All the tenants have slack
handler, which is used internally to send results of internal metrics to ARGO team Slack. In order for it to work, you need to have registered sensu/sensu-slack-handler dynamic runtime asset. It also requires environmental variable SLACK_WEBHOOK_URL
to be able to send data to Slack. In ARGO, we define it in a file in the filesystem. The Slack handler definition looks like this:
{
"metadata": {
"name": "slack",
"namespace": "TENANT1"
},
"type": "pipe",
"command": "source /etc/sensu/secrets ; export $(cut -d= -f1 /etc/sensu/secrets) ; sensu-slack-handler --channel '#monitoring'",
"runtime_assets": ["sensu-slack-handler"]
}
In addition to slack
handler, there is also daily
filter, which takes care that notifications for non-ok statuses are sent once a day after they are first raised, instead of each time the check is run. That way we avoid notification spamming in the Slack channel. Filter's definition looks like this:
{
"metadata": {
"name": "daily",
"namespace": "TENANT1"
},
"action": "allow",
"expressions": [
"((event.check.occurrences == 1 && event.check.status == 0 && event.check.occurrences_watermark >= Number(event.check.annotations.attempts)) || (event.check.occurrences == Number(event.check.annotations.attempts) && event.check.status != 0)) || event.check.occurrences % (86400 / event.check.interval) == 0"
]
}
slack
handler and daily
filtered are used in checks as reduce_alerts
pipeline:
{
"metadata": {
"name": "reduce_alerts",
"namespace": "TENANT1"
},
"workflows": [
{
"name": "slack_alerts",
"filters": [
{
"name": "is_incident",
"type": "EventFilter",
"api_version": "core/v2"
},
{
"name": "not_silenced",
"type": "EventFilter",
"api_version": "core/v2"
},
{
"name": "daily",
"type": "EventFilter",
"api_version": "core/v2"
}
],
"handler": {
"name": "slack",
"type": "Handler",
"api_version": "core/v2"
}
}
]
}
This pipeline, in addition to filter and handler defined by the tool, uses two built-in filters. is_incident
filter allows non-ok (1, 2, 3) statuses and resolution events to be processed. That way the events with OK status are not passed to the handler (only in case of resolution). There is also not_silenced
filter - that one allows only events which have not been silenced.
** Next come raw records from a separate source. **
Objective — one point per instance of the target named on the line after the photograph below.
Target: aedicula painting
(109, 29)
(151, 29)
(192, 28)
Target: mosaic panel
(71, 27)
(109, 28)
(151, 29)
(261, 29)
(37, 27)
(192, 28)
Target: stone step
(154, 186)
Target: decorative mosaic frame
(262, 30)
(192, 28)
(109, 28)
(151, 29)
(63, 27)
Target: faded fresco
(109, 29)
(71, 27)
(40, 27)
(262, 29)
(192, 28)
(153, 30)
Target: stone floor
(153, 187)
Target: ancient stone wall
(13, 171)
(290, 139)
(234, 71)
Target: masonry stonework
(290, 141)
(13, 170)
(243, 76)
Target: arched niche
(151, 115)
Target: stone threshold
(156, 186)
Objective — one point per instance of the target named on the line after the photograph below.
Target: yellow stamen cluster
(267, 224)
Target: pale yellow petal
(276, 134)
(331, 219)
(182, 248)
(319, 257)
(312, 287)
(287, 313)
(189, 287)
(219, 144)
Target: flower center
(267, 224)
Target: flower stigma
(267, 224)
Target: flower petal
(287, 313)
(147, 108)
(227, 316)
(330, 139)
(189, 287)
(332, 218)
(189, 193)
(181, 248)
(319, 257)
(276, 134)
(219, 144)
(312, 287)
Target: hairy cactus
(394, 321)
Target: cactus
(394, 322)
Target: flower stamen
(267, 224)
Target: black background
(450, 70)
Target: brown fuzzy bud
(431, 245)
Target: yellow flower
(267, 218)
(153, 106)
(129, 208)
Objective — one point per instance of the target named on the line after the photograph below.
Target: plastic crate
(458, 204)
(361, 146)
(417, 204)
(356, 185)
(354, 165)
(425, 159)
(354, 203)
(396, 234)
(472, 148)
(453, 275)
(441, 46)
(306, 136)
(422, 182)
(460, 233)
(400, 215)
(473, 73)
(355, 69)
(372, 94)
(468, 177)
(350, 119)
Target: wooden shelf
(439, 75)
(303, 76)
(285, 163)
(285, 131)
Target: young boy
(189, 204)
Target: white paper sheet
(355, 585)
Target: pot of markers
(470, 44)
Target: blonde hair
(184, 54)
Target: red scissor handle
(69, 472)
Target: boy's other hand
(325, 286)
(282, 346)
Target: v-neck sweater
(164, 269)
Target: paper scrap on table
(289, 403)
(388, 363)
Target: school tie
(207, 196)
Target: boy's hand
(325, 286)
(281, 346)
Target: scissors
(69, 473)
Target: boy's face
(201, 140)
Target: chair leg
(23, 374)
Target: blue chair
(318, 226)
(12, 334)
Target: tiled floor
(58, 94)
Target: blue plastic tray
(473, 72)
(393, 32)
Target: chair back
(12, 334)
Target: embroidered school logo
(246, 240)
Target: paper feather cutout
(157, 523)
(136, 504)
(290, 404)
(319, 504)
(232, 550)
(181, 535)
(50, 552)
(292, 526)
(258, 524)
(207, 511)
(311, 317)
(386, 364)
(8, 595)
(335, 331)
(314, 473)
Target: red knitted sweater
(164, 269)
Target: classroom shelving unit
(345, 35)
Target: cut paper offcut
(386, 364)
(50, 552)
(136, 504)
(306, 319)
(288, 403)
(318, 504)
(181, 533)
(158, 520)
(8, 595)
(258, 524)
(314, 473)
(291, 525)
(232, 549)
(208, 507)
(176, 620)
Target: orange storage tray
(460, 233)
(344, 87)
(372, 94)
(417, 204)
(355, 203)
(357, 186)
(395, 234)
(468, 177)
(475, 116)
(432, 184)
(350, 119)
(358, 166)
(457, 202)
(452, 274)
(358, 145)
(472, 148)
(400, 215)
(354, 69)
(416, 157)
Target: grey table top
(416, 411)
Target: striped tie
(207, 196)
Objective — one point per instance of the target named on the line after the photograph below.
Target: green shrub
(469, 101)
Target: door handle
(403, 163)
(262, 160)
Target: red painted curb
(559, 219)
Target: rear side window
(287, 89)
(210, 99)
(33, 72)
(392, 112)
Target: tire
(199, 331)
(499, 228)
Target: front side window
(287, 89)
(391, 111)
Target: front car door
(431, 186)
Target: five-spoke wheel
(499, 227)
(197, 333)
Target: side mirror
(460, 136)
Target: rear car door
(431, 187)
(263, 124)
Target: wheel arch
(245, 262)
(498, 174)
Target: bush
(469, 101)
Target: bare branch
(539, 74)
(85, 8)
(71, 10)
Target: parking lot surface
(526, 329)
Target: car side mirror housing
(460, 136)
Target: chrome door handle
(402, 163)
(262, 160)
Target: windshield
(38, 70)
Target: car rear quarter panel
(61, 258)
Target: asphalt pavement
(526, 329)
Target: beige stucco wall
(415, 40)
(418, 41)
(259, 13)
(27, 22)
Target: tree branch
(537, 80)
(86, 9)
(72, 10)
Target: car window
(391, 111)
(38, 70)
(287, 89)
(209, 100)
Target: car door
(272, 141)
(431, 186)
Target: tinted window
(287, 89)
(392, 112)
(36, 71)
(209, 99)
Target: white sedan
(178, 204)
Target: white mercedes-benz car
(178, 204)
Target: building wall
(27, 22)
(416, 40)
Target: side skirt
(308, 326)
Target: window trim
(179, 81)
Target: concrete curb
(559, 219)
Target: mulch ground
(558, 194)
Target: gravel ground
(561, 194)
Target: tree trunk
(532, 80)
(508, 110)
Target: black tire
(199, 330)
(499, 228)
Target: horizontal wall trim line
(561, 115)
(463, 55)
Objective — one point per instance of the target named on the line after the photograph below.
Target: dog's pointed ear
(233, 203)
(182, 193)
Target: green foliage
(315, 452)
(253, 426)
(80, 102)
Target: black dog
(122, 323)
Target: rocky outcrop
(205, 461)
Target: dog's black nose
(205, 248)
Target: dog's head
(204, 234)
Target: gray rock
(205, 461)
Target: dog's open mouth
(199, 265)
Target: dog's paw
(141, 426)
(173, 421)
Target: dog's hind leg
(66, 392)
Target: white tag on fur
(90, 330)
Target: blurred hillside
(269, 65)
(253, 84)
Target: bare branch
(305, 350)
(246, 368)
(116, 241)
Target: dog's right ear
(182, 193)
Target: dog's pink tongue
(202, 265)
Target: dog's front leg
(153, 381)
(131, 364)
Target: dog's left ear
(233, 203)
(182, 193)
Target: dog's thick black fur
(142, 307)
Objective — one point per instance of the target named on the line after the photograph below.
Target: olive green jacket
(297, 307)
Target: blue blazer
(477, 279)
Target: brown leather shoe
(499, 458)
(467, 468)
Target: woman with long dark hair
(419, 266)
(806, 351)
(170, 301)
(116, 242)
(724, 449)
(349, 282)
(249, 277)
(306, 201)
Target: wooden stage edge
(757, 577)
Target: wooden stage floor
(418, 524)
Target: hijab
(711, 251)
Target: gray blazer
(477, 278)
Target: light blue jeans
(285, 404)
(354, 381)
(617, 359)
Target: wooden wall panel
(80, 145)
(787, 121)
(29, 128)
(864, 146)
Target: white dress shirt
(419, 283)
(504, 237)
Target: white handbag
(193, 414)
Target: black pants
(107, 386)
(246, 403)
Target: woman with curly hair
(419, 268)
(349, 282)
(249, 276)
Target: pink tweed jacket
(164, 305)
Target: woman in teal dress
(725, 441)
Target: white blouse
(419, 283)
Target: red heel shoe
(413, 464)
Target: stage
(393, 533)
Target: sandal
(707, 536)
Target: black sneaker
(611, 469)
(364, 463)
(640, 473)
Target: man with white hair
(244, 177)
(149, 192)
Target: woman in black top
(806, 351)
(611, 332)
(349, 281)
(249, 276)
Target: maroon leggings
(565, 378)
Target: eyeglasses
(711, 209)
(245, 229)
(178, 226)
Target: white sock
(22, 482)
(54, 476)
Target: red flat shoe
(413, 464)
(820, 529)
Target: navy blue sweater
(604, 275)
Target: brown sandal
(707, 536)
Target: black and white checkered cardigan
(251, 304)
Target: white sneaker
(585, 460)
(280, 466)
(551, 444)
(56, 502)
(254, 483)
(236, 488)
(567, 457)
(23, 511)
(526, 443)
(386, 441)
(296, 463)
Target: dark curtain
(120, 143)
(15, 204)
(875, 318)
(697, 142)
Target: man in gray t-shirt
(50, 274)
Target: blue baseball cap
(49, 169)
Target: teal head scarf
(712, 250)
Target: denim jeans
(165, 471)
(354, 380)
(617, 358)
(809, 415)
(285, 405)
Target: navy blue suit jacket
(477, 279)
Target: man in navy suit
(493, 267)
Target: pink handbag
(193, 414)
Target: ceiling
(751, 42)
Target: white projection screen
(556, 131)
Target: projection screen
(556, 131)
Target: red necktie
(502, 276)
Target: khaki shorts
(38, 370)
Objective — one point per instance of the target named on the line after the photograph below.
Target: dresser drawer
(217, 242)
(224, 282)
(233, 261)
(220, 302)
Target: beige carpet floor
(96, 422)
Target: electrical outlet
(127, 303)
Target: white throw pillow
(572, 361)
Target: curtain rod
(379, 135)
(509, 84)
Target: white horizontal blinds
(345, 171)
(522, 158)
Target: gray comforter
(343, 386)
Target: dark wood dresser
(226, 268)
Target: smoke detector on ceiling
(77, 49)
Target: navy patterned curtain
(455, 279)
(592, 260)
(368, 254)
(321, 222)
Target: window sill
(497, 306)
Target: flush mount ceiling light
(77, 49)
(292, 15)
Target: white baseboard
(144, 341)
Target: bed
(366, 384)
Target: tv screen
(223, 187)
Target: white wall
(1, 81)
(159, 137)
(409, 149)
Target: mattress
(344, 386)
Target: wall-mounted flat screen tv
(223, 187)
Normally, each namespace is used for a single tenant. It is possible, though, to configure the namespace to be able to handle multiple tenants. This should only be used for tenants with small number of checks and entities. In case of multiple tenants, from the user's point of view, it is only necessary to define the namespace explicitly for the tenants that are going to be run in the same namespace. scg-reload.py
tool will then automatically configure the namespace with information from multiple tenants.
The step with fetching data from the web-api and POEM are tenant-specific, so this is done in a loop. After the data have been fetched, they are merged together, taking into account duplicate checks or entities, and then they are created in the namespace. Filters, handlers and pipelines are created only once per namespace. When running the checks, sensu2publisher.py
handler also takes into account possible multiple tenants, and fetches the appropriate AMS Publisher queue from the configuration file. If there are any discrepancies, the tool will inform the user to make the necessary adjustments.